Rosália, chegando à cozinha, encontra seu esposo que retornava da viagem em que recolhia matéria prima para produzir. Jorge está muito fedido, tivera que carregar nas costas couros de animais abatidos. Estava fora havia quase uma semana. Ele percorre todo o reino atrás do material e às vezes adentra em outros países que são mais fartos. A carroça que usa para transportar o material pesado pertence ao senhorio que acaba ficando com grande parte de sua produção. Para a família, como recompensa pelo árduo trabalho, restava apenas o suficiente para conseguirem seus alimentos e pagar os impostos compulsórios. Contudo, tinham sorte, pois Talita e Rosália permaneciam a maior parte do tempo no Palácio e como serviçais do rei, podiam comer escondido igual os nobres e às vezes recolhiam algum material que era lançado fora. Talita, por exemplo, usava as sandálias que foram da princesinha, quando não lhe cabia mais nos pés.

Houve uma época em que Jorge teve alguns privilégios. A rainha Joana o encarregava de buscar os linhos de tons pastel. Por esse motivo tinha de adentrar no Império de Nede, pois lá existia um tecelão que os produzia em troca de hematita, rocha abundante nas montanhas do reino de Tenebra, que depois eram trocadas por alimentos até chegarem em Martin, o irmão de Madelin, que, finalmente, se transformavam em lanças e espadas. Em Tenebra, os tecidos variam das tonalidades cruas, cinza até os mais escuros pretos, por isso não agradava a rainha que tinha gosto refinado.
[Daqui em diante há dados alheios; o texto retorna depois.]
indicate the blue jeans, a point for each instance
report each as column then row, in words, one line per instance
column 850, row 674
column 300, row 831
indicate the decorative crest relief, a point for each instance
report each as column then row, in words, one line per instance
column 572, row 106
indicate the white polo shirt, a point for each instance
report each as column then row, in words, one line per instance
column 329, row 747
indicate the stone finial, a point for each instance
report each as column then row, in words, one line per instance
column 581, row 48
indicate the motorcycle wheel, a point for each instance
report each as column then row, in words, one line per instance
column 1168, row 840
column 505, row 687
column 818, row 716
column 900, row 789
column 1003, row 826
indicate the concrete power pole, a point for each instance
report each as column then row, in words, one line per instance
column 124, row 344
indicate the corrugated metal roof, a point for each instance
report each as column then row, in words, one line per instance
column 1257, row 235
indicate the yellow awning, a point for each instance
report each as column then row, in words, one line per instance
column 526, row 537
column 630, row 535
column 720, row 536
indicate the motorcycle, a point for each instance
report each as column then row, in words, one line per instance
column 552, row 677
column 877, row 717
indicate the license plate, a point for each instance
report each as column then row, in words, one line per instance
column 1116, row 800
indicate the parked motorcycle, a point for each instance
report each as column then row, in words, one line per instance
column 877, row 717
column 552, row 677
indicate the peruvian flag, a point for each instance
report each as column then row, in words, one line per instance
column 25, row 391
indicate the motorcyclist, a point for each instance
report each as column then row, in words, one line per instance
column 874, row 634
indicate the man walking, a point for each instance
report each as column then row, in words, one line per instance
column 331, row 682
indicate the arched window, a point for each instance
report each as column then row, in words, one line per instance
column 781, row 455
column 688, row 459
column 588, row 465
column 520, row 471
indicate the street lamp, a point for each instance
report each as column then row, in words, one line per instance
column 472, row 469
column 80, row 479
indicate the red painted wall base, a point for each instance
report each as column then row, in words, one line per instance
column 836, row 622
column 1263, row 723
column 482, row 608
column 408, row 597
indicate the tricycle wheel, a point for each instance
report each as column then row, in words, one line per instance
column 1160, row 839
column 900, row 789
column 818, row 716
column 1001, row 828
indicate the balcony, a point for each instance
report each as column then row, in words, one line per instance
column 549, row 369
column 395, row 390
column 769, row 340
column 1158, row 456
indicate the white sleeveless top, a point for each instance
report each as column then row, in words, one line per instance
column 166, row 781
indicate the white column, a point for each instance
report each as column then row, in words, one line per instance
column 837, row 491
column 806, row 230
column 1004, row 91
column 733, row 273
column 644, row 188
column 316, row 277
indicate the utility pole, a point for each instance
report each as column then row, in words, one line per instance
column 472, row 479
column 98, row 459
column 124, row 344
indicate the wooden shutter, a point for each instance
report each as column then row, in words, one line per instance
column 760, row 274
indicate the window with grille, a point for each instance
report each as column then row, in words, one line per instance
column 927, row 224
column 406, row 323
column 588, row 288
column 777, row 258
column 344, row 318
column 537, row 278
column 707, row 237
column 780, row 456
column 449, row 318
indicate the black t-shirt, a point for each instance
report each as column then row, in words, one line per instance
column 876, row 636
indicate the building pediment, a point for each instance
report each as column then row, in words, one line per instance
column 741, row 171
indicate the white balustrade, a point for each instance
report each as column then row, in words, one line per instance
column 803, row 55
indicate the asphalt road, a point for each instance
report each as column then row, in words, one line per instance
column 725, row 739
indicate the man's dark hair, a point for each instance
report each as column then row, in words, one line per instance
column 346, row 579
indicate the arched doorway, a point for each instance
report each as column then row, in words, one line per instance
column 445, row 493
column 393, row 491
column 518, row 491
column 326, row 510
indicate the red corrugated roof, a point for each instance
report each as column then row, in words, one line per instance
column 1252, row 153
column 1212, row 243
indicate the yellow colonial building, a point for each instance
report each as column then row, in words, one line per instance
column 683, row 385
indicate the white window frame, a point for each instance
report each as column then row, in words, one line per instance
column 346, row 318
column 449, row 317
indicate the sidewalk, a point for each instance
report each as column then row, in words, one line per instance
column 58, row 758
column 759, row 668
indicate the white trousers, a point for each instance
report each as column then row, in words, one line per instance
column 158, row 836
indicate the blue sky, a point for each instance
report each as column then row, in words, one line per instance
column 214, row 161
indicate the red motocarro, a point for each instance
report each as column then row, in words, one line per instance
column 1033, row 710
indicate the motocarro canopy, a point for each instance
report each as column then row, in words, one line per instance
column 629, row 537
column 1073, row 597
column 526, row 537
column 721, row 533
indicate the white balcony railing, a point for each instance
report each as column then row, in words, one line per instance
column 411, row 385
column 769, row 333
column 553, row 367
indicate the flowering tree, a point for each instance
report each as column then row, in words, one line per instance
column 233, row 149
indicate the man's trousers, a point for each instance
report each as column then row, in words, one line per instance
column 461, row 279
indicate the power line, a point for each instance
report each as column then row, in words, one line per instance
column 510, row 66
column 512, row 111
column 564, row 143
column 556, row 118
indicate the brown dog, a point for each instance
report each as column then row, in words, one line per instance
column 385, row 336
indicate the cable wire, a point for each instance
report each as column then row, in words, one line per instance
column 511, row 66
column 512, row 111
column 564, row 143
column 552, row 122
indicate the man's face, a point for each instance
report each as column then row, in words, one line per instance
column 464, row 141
Com isso, Jorge antes não precisava realizar o trabalho árduo que atualmente desempenha e que o deixa com um horrível cheiro. Ele ainda guarda um restante desses tecidos depositados num celeiro abandonado, mas nunca mais encontrou para quem oferecer. Em reverência a antiga rainha ninguém ousa contrariar o rei, fazendo túnicas com as cores que pertenciam exclusivamente a ela. Com certeza, ousar vestir trajes coloridos seria uma afronta, possivelmente, punida com a morte.
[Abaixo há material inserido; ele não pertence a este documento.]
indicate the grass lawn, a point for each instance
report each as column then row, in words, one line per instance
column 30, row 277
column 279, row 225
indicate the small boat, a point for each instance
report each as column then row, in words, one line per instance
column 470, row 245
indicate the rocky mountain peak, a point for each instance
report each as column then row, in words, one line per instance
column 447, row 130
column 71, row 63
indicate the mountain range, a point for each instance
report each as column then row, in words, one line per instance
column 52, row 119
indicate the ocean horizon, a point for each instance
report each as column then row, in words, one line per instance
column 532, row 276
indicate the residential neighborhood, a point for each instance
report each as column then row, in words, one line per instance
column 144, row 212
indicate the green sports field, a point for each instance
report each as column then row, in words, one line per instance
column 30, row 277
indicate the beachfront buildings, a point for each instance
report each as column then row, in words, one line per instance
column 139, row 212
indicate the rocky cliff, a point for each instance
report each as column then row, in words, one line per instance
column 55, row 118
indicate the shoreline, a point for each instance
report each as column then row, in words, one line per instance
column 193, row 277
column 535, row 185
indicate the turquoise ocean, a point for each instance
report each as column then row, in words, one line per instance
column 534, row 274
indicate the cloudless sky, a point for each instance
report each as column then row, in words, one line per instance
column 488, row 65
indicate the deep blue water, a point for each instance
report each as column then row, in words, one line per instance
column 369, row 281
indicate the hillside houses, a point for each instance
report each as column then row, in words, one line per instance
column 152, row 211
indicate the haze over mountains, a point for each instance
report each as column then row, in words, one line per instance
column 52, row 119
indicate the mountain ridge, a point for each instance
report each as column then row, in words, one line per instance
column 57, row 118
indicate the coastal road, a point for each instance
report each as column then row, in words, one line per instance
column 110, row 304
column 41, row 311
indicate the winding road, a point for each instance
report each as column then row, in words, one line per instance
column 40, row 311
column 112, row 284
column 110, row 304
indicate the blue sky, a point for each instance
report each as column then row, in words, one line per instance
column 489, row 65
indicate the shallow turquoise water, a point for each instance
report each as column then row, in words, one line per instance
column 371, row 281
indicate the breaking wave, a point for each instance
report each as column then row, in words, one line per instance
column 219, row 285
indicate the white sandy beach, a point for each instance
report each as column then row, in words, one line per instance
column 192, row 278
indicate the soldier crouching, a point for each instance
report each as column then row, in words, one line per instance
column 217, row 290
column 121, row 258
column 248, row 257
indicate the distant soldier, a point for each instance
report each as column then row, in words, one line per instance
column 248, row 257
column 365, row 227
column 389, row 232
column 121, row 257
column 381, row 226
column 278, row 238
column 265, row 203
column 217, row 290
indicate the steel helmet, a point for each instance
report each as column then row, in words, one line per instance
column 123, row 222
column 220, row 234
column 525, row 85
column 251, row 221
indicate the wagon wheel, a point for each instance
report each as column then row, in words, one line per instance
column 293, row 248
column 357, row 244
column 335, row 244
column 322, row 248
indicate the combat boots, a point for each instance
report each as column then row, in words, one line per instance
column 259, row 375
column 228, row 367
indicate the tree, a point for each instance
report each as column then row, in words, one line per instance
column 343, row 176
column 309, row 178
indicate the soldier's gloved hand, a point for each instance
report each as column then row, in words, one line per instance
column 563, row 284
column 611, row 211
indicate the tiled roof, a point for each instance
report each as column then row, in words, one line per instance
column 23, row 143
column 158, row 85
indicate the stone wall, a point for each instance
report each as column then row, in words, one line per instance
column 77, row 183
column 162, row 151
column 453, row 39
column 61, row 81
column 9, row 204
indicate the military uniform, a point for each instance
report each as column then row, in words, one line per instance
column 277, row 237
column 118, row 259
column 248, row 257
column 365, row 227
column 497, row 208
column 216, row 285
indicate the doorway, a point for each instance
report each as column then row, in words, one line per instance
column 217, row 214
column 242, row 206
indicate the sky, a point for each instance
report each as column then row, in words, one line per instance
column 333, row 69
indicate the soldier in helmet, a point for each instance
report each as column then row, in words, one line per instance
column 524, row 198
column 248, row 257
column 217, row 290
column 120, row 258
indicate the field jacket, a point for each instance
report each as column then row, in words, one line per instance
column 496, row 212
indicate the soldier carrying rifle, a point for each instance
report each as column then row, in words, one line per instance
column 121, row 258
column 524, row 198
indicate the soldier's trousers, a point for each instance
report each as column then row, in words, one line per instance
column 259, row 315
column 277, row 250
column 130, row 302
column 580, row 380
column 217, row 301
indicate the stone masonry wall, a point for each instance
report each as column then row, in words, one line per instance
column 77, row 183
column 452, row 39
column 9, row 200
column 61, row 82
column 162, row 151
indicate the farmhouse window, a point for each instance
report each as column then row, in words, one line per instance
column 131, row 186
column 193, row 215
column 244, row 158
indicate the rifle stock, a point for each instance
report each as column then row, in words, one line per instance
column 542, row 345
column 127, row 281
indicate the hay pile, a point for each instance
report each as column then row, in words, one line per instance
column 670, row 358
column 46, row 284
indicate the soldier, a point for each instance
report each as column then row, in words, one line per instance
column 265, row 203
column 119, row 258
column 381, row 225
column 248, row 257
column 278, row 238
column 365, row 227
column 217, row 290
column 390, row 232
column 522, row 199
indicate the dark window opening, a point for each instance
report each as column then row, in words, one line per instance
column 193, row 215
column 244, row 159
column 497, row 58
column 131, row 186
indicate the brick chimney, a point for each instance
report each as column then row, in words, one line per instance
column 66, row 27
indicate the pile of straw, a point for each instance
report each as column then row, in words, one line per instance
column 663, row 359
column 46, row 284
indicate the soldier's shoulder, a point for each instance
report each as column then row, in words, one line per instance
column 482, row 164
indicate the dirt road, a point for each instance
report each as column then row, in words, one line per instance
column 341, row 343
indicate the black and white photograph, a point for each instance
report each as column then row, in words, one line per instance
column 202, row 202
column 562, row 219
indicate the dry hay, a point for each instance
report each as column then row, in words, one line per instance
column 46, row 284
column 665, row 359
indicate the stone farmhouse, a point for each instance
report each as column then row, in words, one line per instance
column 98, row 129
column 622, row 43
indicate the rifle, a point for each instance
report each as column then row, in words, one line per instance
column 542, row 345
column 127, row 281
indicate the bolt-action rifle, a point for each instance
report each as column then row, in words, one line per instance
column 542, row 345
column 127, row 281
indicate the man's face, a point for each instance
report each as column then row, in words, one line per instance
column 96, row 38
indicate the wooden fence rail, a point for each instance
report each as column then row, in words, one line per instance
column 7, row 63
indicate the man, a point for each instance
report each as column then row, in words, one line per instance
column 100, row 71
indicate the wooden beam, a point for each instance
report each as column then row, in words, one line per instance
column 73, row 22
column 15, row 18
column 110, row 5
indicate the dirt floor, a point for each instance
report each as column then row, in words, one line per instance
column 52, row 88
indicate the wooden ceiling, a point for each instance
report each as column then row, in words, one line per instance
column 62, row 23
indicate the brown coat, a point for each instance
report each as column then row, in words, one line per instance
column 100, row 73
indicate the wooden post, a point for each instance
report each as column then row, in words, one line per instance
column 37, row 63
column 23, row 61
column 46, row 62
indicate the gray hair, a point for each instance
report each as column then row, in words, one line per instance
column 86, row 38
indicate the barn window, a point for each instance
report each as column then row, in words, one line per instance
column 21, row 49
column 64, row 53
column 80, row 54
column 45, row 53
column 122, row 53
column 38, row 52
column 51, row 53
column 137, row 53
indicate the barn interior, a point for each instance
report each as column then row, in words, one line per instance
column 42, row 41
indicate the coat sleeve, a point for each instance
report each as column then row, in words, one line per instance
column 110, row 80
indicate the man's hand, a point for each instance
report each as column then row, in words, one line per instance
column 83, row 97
Rosália prepara sopa de caramujos para o marido comer e conversam sobre como tinha sido a viagem dele, no entanto, as novidades são poucas, com exceção de que os impostos em Tenebra estavam menores dos no Reino de Nede. Eles, que tinham alguns parentes morando no reino vizinho, conversavam sobre os benefícios de morar num lugar tão feio, contudo, para viver era mais barato e com menos desigualdades, pois os nobres do outro reino estavam se tornando muito superiores à população em geral, que tinham que pagar cada vez mais caro para poder viver ali. O lugar, diziam os moradores do Império de Nede, que já havia sido considerado um paraíso, agora vive dias em que está crescendo o descontentamento dos súditos com relação à exploração dos mais pobres. A esperança é a de que o príncipe Eduardo possa retroceder as coisas de como eram na época do reinado de seu pai, quando a justiça e a benignidade eram palavras de ordem.